And the fourth kingdom shall be strong as iron: forasmuch as iron breaketh in pieces and subdueth all things: and as iron that breaketh all these, shall it break in pieces and bruise. (Daniel 2:40)
All that we have been able to reconstruct of Roman history confirms this description. Rome won her territory by the force or the fear of her armed might. At first she intervened in international affairs in a struggle for her life against her rival, Carthage, and was drawn into war after war. Then, crushing one opponent after another, she finally became the aggressive, irresistible conqueror of the Mediterranean world and Western Europe. At the beginning of the Christian Era and a little later, the iron might of the Roman legions stood back of the Pax Romana—the Roman peace.
Rome was the largest and strongest empire the world had hitherto known.
Fourth kingdom.
This is not the later, divided stage of Alexander’s empire, but the next empire, which conquered the Macedonian world. Daniel elsewhere represents the Hellenistic monarchies, the divisions of Alexander’s empire, by the Grecian goat’s four horns (ch. 8:22), not by a separate beast (compare the four heads of the leopard; see on ch. 7:6).
It is obvious that the kingdom that succeeded the divided remnants of the Macedonian Empire of Alexander was what Gibbon has aptly called the “iron monarchy” of Rome, though it was not a monarchy at the time it first became the leading world power. Early Rome was settled, long before the traditional date of 753 B.C., by Latin tribes who had come into Italy in successive waves about the time other related Indo-European tribes had settled in Greece. From about the 8th to the 5th century the Latin city-state was ruled by neighboring Etruscan kings. Roman civilization was strongly influenced by the Etruscans, who came to Italy in the 10th century, and especially by the Greeks, who arrived two centuries later.

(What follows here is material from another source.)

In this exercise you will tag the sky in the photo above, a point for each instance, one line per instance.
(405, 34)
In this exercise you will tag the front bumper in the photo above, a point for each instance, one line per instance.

About 500 B.C. the Roman state became a republic, and remained a republic for nearly 500 years. By 265 B.C. all Italy was under Roman control. By 200 B.C. Rome had emerged victorious from the life-and-death struggle with her powerful North African rival Carthage (originally a Phoenician colony). Henceforth Rome was mistress of the western Mediterranean, and more powerful than any of the states in the east, although she had not yet come to grips with them. From then on Rome first dominated and then absorbed, in turn, the three surviving kingdoms of Alexander’s successors (see on ch. 7:6), and thus became the next great world power after Alexander’s. This fourth empire was the longest lived and most extensive of the four, stretching in the 2d Christian century from Britain to the Euphrates. For a parallel prophecy see on ch. 7:7.